Pyrazinoate transport in the isolated perfused rabbit proximal tubule.

The bidirectional tubular transport of pyrazinoate (PZA) was studied in the isolated perfused proximal S2 segment of rabbit kidney. PZA reabsorption was a mechanism of large capacity, temperature-dependent and requiring a normal Na+/K+-ATPase activity. PZA reabsorption was reversibly decreased when lactate was added to the perfusate, indicating that it might occur through the sodium-lactate cotransport.

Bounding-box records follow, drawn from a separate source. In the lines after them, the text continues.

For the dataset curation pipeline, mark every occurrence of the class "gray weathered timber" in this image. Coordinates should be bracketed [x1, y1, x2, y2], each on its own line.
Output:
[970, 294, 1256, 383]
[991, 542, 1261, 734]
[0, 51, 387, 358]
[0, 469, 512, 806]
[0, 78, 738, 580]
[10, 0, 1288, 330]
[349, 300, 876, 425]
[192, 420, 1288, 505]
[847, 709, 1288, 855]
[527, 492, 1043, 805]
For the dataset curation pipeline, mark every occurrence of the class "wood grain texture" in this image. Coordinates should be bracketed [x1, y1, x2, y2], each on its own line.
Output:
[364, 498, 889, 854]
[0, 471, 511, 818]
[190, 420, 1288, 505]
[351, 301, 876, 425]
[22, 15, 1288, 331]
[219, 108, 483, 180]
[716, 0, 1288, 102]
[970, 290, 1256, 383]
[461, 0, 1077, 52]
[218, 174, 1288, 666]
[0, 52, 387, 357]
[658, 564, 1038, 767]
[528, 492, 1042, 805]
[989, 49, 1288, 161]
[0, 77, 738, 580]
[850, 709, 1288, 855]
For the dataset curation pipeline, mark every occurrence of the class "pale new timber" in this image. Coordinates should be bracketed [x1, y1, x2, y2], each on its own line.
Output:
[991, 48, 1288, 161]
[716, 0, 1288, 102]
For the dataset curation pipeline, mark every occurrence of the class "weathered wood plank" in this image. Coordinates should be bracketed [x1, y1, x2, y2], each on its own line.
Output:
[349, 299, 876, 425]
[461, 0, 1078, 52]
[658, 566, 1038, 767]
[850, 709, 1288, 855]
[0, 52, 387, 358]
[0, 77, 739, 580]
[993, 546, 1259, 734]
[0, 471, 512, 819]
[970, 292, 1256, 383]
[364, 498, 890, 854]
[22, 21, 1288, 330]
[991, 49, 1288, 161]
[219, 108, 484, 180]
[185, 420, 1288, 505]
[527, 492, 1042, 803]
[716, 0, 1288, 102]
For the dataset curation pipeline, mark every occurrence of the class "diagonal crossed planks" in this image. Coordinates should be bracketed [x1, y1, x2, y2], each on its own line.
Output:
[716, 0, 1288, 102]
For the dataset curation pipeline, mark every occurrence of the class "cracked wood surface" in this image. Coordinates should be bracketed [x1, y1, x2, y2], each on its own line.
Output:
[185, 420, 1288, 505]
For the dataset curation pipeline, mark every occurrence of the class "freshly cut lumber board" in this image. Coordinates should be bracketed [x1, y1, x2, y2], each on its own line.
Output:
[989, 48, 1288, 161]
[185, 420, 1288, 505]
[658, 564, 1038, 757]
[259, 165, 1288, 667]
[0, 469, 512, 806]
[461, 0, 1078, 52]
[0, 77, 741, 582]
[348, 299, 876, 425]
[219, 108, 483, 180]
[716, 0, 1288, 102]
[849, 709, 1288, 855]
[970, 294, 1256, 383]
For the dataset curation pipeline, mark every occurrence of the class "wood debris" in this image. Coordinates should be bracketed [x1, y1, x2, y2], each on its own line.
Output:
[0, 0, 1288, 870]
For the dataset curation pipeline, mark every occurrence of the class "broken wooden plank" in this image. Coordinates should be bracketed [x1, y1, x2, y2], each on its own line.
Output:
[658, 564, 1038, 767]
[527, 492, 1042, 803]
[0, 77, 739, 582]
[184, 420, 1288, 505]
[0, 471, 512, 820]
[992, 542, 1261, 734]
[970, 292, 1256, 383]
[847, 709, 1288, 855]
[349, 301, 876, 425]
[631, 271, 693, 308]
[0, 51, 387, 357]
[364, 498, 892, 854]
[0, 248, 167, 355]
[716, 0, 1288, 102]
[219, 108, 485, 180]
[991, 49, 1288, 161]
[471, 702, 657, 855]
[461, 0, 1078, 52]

The addition of PAH to the bath had a slight stimulatory effect on PZA reabsorption, suggesting a component of anion exchange in the overall PZA reabsorption. However, SITS added to either the perfusate or the bathing medium induced a non-significant decrease in PZA reabsorption, confirming the minor part of an anion exchange mechanism in this reabsorptive process. PZA reabsorption was not affected by the establishment of a bath-to-lumen H+ gradient, and was only moderately decreased after carbonic anhydrase inhibition by ethoxyzolamide, in opposition to what is known for the reabsorbed anion salicylate. The secretory transport of PZA was saturable and also dependent on a normal Na+/K+-ATPase activity. It is concluded that PZA is bidirectionally transported by facilitated mechanisms in the rabbit proximal S2 segment, one major reabsorptive mechanism appearing to be a sodium-anion cotransport, which might be the sodium-lactate reabsorbing mechanism.